At age 70, Roger Ebert, the most famous and popular film critic of his time has died, reports the Chicago Sun-Times.
As a television co-host, Ebert was known for his famous thumbs up or thumbs down trademark which had the power to influence a movie's success. He also became the first journalist to win a Pulitzer Prize for movie criticism.
Ebert had been a film critic for the Chicago Sun-Times since 1967. He also hosted a long-running TV program alongside the late Gene Siskel until 1999, and later with his Sun-Times colleague Richard Roeper.
However, his life took a sharp turn in 2002 when he began his battle with cancer. He underwent operations for cancer of the thyroid, salivary glands and chin and lost his ability to eat, drink and speak. He also lost most of his chin and had to use a feeding tube in 2006.
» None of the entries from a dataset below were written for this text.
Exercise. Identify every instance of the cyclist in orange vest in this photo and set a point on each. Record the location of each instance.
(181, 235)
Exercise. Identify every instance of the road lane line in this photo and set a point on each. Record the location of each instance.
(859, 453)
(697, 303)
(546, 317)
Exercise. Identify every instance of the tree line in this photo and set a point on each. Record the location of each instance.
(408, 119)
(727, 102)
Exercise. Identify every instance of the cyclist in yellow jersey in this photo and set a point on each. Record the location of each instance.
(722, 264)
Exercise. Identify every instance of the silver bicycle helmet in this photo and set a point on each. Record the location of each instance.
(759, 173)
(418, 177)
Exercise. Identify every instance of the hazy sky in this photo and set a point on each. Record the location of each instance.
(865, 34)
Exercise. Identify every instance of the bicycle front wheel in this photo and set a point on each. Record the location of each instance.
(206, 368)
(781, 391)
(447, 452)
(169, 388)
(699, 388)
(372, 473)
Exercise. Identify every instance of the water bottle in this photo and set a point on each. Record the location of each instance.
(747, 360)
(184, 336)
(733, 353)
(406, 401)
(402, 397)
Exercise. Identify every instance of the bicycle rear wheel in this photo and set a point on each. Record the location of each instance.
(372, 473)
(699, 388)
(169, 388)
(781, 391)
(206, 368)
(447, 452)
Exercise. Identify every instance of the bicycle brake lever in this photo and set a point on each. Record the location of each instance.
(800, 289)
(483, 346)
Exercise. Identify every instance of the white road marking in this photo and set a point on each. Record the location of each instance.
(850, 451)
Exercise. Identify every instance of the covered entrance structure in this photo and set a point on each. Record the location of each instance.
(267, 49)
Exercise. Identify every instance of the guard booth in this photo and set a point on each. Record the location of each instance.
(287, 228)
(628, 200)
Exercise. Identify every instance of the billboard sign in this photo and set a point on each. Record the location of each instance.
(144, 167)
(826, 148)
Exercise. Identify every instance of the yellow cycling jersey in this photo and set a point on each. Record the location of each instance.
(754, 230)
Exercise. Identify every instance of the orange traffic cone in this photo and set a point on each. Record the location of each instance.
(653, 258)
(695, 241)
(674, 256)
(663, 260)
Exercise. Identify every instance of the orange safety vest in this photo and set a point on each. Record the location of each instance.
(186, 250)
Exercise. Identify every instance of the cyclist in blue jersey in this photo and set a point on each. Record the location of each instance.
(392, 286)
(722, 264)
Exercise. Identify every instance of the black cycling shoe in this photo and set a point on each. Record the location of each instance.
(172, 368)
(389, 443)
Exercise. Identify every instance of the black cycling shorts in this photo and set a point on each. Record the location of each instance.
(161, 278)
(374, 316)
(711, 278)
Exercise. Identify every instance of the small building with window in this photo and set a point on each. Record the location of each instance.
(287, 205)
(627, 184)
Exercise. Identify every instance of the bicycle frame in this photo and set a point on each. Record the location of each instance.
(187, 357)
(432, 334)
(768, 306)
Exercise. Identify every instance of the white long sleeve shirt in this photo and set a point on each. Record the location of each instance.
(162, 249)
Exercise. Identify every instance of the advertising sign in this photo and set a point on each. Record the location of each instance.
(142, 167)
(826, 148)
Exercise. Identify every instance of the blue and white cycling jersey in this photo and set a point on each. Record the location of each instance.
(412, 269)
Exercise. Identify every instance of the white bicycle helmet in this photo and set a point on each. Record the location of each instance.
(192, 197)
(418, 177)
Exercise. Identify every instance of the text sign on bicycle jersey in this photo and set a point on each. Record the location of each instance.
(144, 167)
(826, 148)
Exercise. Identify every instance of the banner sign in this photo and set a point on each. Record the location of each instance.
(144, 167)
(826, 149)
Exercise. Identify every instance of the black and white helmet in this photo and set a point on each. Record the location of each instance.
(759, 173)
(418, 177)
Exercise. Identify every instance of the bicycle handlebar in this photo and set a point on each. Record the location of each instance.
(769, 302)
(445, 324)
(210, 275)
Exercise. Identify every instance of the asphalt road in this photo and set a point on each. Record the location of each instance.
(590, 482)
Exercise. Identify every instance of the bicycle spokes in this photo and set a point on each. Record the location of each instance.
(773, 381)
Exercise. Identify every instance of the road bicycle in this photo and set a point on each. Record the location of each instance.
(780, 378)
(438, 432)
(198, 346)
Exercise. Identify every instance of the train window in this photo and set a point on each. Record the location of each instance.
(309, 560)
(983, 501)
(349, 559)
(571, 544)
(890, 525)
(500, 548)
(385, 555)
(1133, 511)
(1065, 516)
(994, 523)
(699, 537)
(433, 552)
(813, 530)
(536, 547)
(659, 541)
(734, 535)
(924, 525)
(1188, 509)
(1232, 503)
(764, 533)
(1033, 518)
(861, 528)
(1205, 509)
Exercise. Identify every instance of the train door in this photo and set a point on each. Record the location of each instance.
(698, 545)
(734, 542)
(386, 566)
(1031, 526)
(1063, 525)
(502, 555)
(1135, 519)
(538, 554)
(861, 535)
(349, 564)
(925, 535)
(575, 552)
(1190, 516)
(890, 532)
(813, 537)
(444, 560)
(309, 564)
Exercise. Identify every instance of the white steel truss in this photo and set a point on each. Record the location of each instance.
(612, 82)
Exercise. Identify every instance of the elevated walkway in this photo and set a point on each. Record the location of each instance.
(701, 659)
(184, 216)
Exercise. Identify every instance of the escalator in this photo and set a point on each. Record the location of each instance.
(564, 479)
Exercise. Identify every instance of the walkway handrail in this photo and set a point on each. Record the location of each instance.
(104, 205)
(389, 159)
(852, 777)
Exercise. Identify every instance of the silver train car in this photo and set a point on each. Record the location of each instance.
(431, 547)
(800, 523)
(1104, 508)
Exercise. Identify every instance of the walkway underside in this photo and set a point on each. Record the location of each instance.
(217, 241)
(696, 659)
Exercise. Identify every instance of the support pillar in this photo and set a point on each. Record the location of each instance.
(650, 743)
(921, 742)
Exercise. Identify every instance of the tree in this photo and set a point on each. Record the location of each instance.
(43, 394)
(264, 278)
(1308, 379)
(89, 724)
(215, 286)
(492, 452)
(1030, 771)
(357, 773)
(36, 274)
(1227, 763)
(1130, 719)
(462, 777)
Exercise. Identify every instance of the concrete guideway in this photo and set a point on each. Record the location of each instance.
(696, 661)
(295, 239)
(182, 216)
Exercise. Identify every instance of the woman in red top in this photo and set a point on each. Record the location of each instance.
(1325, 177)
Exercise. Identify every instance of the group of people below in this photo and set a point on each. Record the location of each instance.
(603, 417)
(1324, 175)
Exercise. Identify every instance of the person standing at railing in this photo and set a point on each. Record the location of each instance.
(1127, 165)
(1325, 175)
Nonetheless, he continued to write reviews and commentary full-time, published a cookbook and eventually returned to television in 2011 in a new show called "Ebert Presents At the Movies." The show had new hosts, but featured Ebert in his own segment where he used a chin prosthesis and enlisted voice-over guests to read his reviews.
In 2011, Ebert published an autobiography titled "Life Itself" and revealed that he considered himself "beneath everything else a fan."
"I have seen untold numbers of movies and forgotten most of them, I hope, but I remember those worth remembering, and they are all on the same shelf in my mind," he wrote in his memoir.
In 2010, he told Esquire magazine, "When I am writing, my problems become invisible, and I am the same person I always was. All is well. I am as I should be."